While many QAnon believers think prominent politicians and celebrities will be executed by military tribunals, the rhetoric from Protzman's group has been more low-key: They're simply waiting for a dead man to reveal himself.
"This feels almost like an old hippie love-in in some kind of way," Rothschild said. "It's much more about hidden truths and secret knowledge than it is about taking up arms against the government. That might come down the line -- I really hope it doesn't."
Rothschild says the group should be taken seriously -- not as a threat, but as a warning for how behavior can be influenced.
"If you've been in Dallas for weeks waiting for JFK Jr. and Michael Jackson to come back, what do you do when you go home to your family? Do you say, 'Sorry, I was wrong?' You stick with it," Rothschild said. "And the longer it goes on, and the deeper you get into it, the harder it gets to get out of it.
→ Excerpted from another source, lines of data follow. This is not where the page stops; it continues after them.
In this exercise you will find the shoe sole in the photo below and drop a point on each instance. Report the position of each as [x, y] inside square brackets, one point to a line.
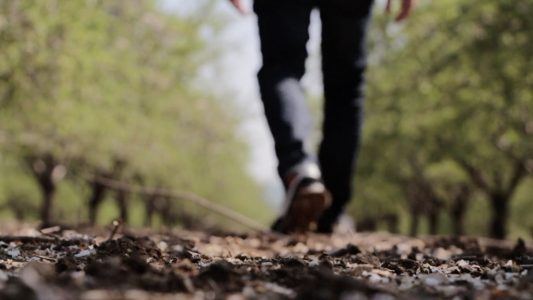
[305, 211]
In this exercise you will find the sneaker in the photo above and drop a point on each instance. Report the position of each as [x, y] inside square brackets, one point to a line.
[306, 200]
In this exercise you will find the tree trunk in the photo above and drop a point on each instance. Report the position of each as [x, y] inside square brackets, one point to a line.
[122, 202]
[433, 219]
[149, 202]
[415, 217]
[392, 223]
[458, 210]
[47, 172]
[500, 214]
[97, 196]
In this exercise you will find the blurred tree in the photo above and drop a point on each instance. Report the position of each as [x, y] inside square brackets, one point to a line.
[108, 88]
[453, 88]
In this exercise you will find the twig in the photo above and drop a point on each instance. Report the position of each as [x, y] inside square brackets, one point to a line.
[116, 226]
[214, 207]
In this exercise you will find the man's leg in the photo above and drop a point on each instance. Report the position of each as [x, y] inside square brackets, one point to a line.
[344, 31]
[283, 31]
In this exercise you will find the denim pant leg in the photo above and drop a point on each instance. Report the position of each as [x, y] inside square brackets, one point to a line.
[344, 31]
[283, 31]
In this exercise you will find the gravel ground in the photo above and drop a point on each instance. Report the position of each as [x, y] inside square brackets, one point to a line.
[140, 264]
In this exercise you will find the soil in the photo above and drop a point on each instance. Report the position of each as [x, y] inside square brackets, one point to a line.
[140, 264]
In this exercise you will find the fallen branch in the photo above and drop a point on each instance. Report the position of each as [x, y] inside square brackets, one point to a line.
[188, 196]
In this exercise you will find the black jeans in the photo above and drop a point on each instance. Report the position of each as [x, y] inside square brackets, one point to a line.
[284, 32]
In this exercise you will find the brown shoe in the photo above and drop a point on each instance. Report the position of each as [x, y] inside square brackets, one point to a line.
[307, 198]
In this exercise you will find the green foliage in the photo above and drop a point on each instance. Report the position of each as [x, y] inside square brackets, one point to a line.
[96, 84]
[450, 103]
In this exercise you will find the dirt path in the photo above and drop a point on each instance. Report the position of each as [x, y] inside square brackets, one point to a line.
[85, 264]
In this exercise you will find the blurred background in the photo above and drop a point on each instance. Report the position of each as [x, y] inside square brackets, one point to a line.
[162, 95]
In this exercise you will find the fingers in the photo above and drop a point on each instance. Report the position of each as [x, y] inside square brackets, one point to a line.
[239, 6]
[387, 7]
[405, 10]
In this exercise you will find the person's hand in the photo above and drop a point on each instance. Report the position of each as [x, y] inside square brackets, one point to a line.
[404, 11]
[239, 6]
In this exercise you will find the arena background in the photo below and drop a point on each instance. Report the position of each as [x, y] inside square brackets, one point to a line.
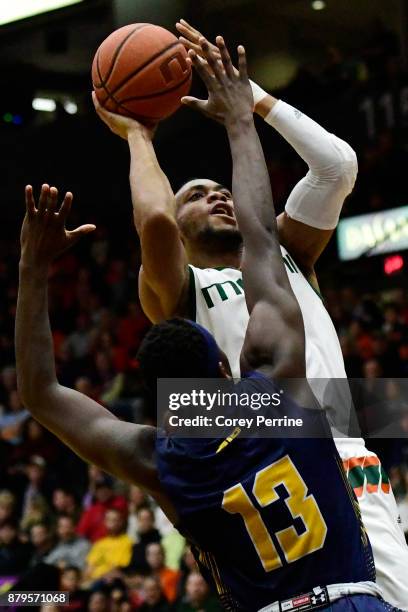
[344, 64]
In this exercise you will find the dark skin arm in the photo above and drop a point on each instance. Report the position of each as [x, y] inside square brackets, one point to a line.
[163, 278]
[123, 449]
[271, 302]
[304, 242]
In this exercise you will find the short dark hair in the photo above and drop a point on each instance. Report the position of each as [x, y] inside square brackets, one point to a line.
[172, 349]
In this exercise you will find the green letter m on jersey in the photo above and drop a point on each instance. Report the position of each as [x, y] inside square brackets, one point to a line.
[220, 289]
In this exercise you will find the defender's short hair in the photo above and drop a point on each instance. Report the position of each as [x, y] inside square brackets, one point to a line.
[172, 349]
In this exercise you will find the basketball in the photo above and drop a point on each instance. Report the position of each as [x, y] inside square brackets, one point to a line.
[140, 71]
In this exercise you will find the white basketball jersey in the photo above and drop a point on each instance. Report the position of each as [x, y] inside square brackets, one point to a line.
[217, 301]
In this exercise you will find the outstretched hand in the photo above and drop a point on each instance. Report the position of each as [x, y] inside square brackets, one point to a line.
[229, 91]
[190, 38]
[43, 234]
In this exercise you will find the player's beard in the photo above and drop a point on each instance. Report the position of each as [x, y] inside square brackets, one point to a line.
[219, 241]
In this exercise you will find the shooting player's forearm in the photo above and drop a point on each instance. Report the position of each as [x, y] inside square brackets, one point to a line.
[252, 190]
[265, 105]
[34, 345]
[151, 191]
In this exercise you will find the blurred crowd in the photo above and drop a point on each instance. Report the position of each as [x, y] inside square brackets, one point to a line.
[65, 525]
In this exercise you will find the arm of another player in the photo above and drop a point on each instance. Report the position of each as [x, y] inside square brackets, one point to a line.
[91, 431]
[314, 205]
[271, 302]
[163, 279]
That's when there is a potential for harm and for violence."
Protzman declined to comment and cursed at a Dallas Morning News reporter after being approached Wednesday night in the lobby of the hotel where he's staying near Dealey Plaza.
About two dozen Negative48 followers -- some of them with young children -- gathered Wednesday in the lobby of another downtown Dallas hotel. They scrunched over laptops, watching livestreams, scrolling through messaging apps and trying to decipher codes. They were in good spirits and effusively kind toward one another, the hotel staff and strangers.
More than anticipating the Kennedys' return or Trump's reinstatement or Protzman's next direction, they seemed to relish the time spent around like-minded people gathered for the same cause -- one they sincerely believe is true, righteous and just.
"It's very easy to mock these people as crazy cultists, but I think it's harder to look at them as people who are just looking for something and have found it in the wrong place," Rothschild said. "These people are looking for some kind of certainty. They're looking for some kind of reassurance that things are going to be OK.
"They're looking for hope," he said.